On those not-quite-infrequent-enough occasions when I have to have automotive repairs done, I search for TSBs: Technical Service Bulletins, those handy addenda to the factory service manuals that cover the problems that weren’t necessarily anticipated beforehand. (My subscription to Alldata’s online manual includes all the latest TSB updates.) Sometimes — not always — they’re the next-best thing to a recall, because they indicate that the automaker knows about this problem and has a fix that doesn’t require hours upon hours of hyperexpensive diagnostics: if A and B, then perform C.

There exists, in fact, a TSB for Gwendolyn’s minor indigestion: if code set=P0420 and drivability issues=none, then there are two choices for C: if the ECU is not at current release level, flash its little EPROMs; if the ECU is at current release level, replace one particular oxygen sensor (of four) and the front pipe assembly.

It was the latter in her case, so she’s getting new hardware. The front pipe, I regret to say, contains all the pre-catalytic-converter stuff, and costs more than the actual cat. (And since it’s not the actual cat, it’s not covered under the Federal emissions warranty, and yes, I took this up with the service manager; force of habit, I suppose.) Still, I feel vaguely better paying for real live parts than I would paying for a lot of part-swapping and other guesswork.





4 comments

  1. Dr. Jan »

    11 September 2006 · 8:44 pm

    You are simply a genius. When stuff like that happens to me, I have to get a new car…lol

  2. CGHill »

    11 September 2006 · 9:24 pm

    P0420, incidentally, means “Catalyst System Efficiency Below Threshold (Bank 1).” To translate into English translated from Japanese:

    “The ECM monitors the switching frequency ratio of front and rear heated oxygen sensors. A warm-up three way catalyst with high oxygen storage capacity will indicate a low switching frequency of rear heated oxygen sensor. As oxygen storage capacity decreases, the rear heated oxygen sensor switching frequency will increase. When the frequency ratio of front and rear heated oxygen sensors approaches a specified limit value, the warm-up three way catalyst malfunction is diagnosed. Malfunction is detected when warm-up three way catalyst does not operate properly, warm-up three way catalyst does not have enough oxygen storage capacity.”
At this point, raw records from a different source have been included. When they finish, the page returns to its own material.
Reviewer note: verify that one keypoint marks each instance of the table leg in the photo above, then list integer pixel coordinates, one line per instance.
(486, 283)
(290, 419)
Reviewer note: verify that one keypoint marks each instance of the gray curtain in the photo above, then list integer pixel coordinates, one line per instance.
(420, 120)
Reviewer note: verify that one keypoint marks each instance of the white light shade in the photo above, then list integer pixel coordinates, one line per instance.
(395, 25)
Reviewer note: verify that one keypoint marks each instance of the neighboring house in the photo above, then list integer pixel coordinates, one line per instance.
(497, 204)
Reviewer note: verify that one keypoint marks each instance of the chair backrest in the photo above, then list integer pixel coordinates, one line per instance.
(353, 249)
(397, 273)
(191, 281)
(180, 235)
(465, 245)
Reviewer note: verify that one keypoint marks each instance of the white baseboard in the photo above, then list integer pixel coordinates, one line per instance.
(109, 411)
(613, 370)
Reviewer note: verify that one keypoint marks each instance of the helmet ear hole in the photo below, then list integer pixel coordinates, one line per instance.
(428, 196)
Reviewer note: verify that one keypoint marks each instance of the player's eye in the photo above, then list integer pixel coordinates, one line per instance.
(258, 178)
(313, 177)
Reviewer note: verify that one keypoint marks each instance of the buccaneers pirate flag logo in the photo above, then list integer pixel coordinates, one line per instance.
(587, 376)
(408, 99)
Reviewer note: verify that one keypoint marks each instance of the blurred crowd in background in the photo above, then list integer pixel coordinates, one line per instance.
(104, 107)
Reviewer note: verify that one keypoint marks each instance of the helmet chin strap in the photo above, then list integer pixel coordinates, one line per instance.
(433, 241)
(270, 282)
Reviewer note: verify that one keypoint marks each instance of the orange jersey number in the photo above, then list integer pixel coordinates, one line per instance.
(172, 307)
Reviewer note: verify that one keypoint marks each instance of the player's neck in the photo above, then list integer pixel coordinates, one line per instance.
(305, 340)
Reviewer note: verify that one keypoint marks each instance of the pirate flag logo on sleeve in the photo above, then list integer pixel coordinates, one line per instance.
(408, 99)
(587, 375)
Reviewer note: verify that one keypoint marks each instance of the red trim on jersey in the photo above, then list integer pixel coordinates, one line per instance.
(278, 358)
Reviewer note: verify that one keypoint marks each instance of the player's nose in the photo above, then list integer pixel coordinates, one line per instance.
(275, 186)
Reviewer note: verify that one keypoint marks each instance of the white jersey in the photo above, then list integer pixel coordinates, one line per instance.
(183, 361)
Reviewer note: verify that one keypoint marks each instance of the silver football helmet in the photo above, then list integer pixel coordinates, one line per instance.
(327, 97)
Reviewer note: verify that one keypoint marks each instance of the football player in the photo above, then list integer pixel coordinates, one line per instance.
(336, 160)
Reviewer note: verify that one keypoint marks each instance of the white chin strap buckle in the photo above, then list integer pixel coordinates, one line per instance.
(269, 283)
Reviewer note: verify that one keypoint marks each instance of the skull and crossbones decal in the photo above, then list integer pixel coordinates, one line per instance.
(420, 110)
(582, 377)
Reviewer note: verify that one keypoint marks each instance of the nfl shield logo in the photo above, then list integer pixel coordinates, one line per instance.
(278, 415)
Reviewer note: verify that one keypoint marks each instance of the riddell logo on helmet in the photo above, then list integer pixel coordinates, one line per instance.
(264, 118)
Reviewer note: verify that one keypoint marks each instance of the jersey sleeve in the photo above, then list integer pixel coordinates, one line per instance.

    And a big orange light glares at you from the instrument panel.

    Bank 1, incidentally, generally refers to the group of cylinders in front (for a sideways V-engine, such as Gwendolyn’s), not to the place you go to apply for a loan to have the oxygen sensors replaced.

  3. Q »

    23 October 2006 · 9:50 pm

    So how much money was Gwendolyn going to be put out of. My car which is a Mazda Millenia 2.3L V6 is doing to same thing.

  4. CGHill »

    24 October 2006 · 6:26 am

    I believe the final toll (I don’t want to look at my Visa bill, it’s too scary) was $1,178.